Ah, Reggio Calabria. Una città che non si smentisce mai. Una città dove il cemento è più sincero delle parole e le targhe spuntano come erbacce sul ciglio della strada. Ce n'è per tutti: politici, artisti mancati, amministratori che amministrano poco e si targano molto. Non basta fare qualcosa, no. Serve scolpirlo su una lastra di marmo e sbatterlo sotto il naso di chi passa, perché la gloria è una brutta bestia: ti scappa dalle mani se non la inchiodi su una parete.

Ma poi c'è il colpo di genio: una targa con un errore grammaticale. Roba che fa venire la febbre anche a un analfabeta. Dieci anni lì, esposta come una piaga sotto il sole del Palazzo della Cultura Pasquino Crupi. Il povero Crupi, che forse dalla tomba sta strillando bestemmie in dialetto calabrese. E noi qui, che ci limitiamo al voltastomaco, perché ormai indignarsi è un lusso che non possiamo permetterci.

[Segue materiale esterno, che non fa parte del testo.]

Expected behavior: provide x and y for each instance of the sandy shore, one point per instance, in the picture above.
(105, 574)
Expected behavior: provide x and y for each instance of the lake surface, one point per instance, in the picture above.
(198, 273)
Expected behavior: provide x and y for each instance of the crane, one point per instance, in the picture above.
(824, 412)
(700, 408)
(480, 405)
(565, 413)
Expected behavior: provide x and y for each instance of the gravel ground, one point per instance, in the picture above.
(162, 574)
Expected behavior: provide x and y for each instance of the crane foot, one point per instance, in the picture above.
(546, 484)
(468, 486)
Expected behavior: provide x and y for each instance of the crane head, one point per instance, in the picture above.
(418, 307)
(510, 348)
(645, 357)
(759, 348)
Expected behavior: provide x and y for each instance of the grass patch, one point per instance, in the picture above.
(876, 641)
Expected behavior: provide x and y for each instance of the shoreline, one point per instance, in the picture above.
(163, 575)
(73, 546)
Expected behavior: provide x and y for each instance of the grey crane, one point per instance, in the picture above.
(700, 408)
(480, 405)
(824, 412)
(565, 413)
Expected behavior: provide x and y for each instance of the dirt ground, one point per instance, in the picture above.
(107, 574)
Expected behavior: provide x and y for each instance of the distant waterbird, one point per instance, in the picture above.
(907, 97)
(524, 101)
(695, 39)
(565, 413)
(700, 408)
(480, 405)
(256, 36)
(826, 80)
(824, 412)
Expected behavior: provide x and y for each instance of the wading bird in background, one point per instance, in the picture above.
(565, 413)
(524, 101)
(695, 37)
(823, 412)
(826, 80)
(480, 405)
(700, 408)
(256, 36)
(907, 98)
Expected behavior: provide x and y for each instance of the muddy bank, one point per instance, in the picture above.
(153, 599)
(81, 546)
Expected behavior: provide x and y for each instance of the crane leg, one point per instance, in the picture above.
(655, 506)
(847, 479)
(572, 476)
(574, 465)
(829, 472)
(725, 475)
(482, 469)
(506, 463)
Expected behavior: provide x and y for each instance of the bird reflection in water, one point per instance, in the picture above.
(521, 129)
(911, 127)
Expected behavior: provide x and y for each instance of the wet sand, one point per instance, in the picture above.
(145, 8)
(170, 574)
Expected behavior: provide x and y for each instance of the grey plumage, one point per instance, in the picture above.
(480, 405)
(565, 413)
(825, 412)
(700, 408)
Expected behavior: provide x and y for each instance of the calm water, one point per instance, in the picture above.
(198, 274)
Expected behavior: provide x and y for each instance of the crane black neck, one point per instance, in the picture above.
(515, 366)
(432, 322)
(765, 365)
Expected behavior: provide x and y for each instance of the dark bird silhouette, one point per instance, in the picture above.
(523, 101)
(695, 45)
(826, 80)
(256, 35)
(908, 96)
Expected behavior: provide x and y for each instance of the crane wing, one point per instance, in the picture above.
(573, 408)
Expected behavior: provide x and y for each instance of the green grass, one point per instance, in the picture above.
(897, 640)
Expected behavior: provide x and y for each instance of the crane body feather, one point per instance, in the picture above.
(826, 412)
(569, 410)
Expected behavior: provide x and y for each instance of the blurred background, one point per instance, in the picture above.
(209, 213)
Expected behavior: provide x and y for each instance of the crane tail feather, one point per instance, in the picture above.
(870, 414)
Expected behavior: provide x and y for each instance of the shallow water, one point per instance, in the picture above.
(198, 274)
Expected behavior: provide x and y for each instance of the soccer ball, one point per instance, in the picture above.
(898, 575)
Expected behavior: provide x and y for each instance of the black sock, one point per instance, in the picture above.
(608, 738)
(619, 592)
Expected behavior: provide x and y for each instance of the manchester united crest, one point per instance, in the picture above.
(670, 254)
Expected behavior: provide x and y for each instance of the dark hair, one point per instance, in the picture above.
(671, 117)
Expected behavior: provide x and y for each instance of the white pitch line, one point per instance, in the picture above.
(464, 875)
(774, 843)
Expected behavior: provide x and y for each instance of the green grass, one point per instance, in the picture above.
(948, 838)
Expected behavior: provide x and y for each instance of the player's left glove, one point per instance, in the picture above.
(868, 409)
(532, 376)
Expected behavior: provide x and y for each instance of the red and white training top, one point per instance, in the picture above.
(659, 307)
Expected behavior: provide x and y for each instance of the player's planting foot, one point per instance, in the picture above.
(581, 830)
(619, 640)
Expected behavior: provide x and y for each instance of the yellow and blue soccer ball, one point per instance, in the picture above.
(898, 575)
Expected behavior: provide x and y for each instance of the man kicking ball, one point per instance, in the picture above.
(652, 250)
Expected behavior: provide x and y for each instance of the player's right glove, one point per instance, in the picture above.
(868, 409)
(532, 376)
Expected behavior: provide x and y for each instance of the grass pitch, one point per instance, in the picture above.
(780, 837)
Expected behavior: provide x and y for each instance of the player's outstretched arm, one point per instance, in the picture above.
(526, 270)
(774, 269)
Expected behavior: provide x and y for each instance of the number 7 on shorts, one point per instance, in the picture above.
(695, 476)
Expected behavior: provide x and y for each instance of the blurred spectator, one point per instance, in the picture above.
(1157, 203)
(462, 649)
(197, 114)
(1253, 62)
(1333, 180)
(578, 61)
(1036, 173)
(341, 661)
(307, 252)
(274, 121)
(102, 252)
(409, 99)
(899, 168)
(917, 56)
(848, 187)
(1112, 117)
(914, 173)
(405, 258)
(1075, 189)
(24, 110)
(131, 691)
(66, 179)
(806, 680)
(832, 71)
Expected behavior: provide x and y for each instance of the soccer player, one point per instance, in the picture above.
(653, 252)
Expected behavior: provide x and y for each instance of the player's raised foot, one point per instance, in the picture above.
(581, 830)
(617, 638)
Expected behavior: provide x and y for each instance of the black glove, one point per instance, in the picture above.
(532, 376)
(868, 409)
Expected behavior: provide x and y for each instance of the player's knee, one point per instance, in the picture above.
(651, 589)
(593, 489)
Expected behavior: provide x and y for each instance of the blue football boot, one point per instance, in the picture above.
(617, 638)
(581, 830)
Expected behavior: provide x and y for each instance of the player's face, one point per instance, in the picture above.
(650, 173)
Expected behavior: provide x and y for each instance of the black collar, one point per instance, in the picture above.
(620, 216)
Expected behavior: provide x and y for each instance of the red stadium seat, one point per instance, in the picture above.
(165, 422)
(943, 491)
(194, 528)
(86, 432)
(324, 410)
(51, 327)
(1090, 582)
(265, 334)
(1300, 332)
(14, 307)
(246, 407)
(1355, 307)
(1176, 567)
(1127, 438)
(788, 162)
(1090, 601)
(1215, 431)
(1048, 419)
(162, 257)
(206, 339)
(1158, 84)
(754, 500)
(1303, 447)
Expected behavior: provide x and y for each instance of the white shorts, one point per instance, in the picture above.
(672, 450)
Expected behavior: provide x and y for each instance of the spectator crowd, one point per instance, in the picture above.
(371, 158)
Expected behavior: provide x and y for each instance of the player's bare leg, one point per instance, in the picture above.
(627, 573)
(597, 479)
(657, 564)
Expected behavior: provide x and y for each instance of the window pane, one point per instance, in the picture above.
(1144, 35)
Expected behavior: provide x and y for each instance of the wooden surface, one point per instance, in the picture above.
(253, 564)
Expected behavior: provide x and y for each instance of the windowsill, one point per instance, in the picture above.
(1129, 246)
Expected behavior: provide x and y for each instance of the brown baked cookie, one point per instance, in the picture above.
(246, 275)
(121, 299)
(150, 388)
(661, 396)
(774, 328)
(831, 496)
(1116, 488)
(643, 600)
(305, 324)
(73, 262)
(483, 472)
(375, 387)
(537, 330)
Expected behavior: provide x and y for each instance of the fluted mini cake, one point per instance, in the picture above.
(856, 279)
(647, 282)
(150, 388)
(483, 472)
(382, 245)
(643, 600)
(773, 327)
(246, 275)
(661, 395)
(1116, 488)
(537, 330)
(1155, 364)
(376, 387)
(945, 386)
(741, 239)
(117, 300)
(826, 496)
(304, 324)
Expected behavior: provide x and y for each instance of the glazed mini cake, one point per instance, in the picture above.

Le targhe vanno meritate, non imposte. Punto. Lo sanno anche i muri. Chi amministra la cosa pubblica dovrebbe fare il suo lavoro e poi sparire senza lasciare traccia, come i vecchi ladri gentiluomini. Ma no, qui si targano da soli, si applaudono davanti allo specchio, si inchiodano alla storia con l'arroganza di chi non ha capito niente.

E allora polverizzatela quella targa. Fatela a pezzi. Gettatela al vento come le ceneri di un parente che non sopportavate. Perché alla faccia della cultura, questa è solo una lapide all’idiozia.